Now that marijuana is legal in small amounts in Washington and Colorado, officials in those state are having a heckuva time figuring out how to regulate those businesses and collect taxes on their daily doings. But even with the approval of state governments, there’s still the tricky question of how these establishments will be able to do their business — in other words, will customers be able to pay with cash, check or credit?
The ease and convenience of pulling out your plastic to make a purchase makes it a popular way to pay, but because marijuana is illegal under our country’s Controlled Substances Act, for now it’s likely going to be a cash-only business for growers and sellers, notes CNNMoney. Basically, banks don’t want be accused of money laundering, so they won’t take on businesses connected with drugs even if they’re legal in a certain state.

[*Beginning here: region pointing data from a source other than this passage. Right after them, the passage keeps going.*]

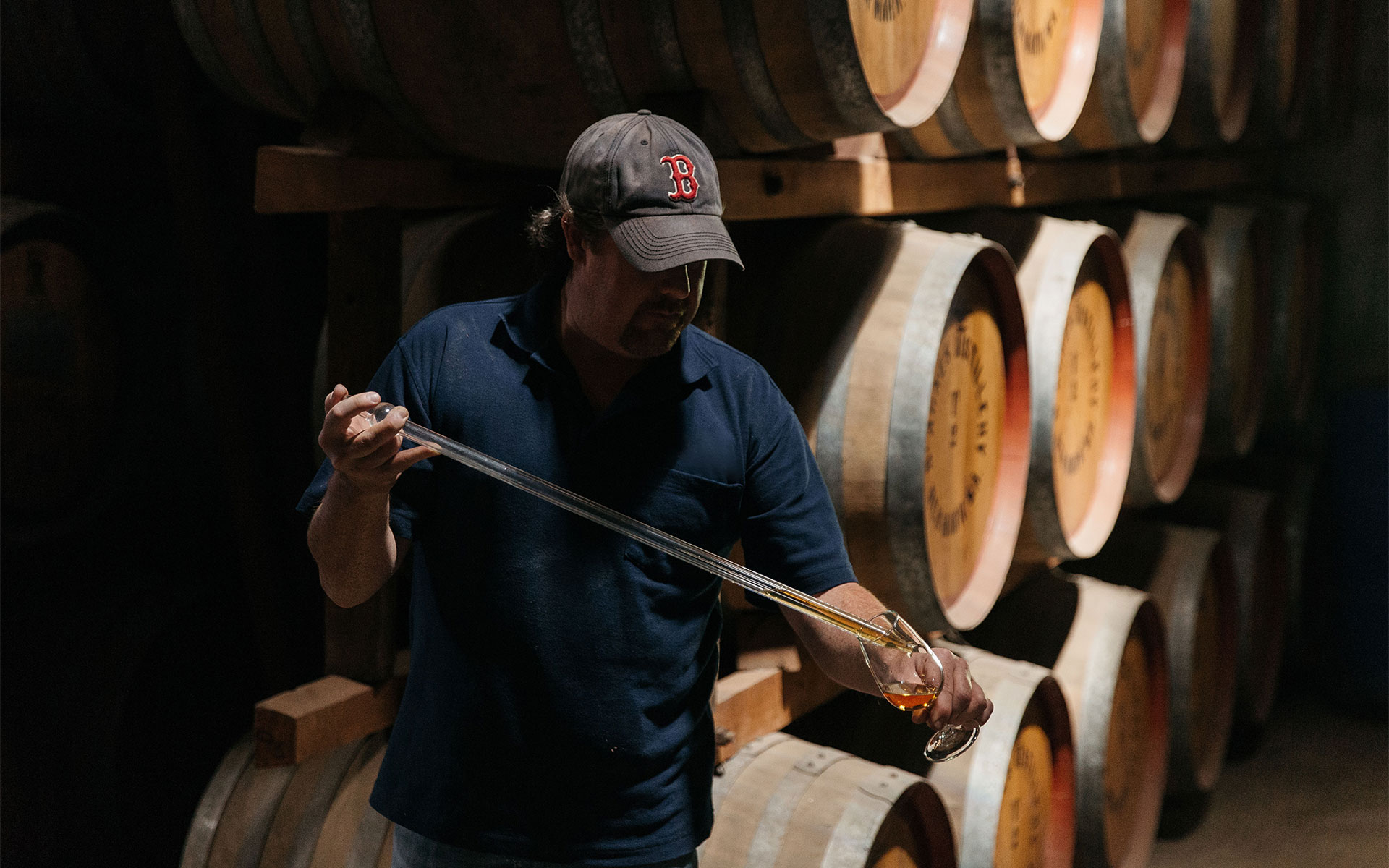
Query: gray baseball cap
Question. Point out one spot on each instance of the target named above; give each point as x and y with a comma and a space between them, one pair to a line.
656, 188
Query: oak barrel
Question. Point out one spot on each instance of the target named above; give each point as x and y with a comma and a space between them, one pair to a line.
517, 82
1189, 575
799, 72
1106, 649
1252, 522
1023, 80
463, 256
1236, 249
307, 816
1285, 59
1170, 291
909, 374
1013, 795
785, 803
1138, 77
1076, 297
1218, 77
61, 363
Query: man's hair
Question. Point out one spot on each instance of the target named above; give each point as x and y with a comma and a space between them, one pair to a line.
546, 235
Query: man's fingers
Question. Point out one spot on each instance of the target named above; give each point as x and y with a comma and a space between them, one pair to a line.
964, 706
942, 710
409, 457
336, 395
352, 404
378, 434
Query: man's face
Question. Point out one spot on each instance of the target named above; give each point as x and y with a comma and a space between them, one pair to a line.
629, 312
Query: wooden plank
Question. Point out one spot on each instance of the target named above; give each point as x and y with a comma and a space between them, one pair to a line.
314, 179
755, 702
326, 714
849, 179
781, 188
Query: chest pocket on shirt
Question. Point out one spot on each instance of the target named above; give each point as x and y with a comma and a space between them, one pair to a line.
694, 509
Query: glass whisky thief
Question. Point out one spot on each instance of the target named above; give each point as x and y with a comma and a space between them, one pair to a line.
903, 665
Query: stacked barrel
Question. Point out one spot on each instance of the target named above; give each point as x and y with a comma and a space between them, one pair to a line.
516, 82
1035, 427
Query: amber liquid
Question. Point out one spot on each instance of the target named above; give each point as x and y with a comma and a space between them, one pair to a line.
909, 697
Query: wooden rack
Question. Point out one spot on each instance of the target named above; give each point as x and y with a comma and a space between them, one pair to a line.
306, 179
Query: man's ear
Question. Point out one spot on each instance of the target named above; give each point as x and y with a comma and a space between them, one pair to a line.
573, 239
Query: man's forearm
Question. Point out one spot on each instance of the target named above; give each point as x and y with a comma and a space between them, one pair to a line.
352, 542
836, 652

That puts such businesses into a cash-only position, which can be tough on both the owners and the customers. One Seattle store’s CEO said American Express and Discover dropped him last fall, and Visa and Mastercard bowed out soon after. He had to buy his own ATM and fill it with his own cash, then deposit the rest at his bank. The whole thing makes him a bit squirrelly.
“The more cash you have sitting around, the more of a target you are,” he said.
Instead, he created an unrelated holding company, a practice common in the legal marijuana industry. Dispensaries, growers and even those only remotely related to the pot industry, like one security company that offers services to such establishments, say that the restrictions of doing cash-only business “almost makes it impossible to run a proper and legitimate business.”
And if businesses can only deal in paper money, states like Washington are going to have a hard time trying to track weed transactions and in turn, properly tax those pot establishments.
In the meantime, customers visiting marijuana businesses will likely face sights like the atmosphere at one dispensary, which, coincidentally, used to be a bank — reinforced concrete walls, motion detectors and cameras everywhere. Sounds inviting.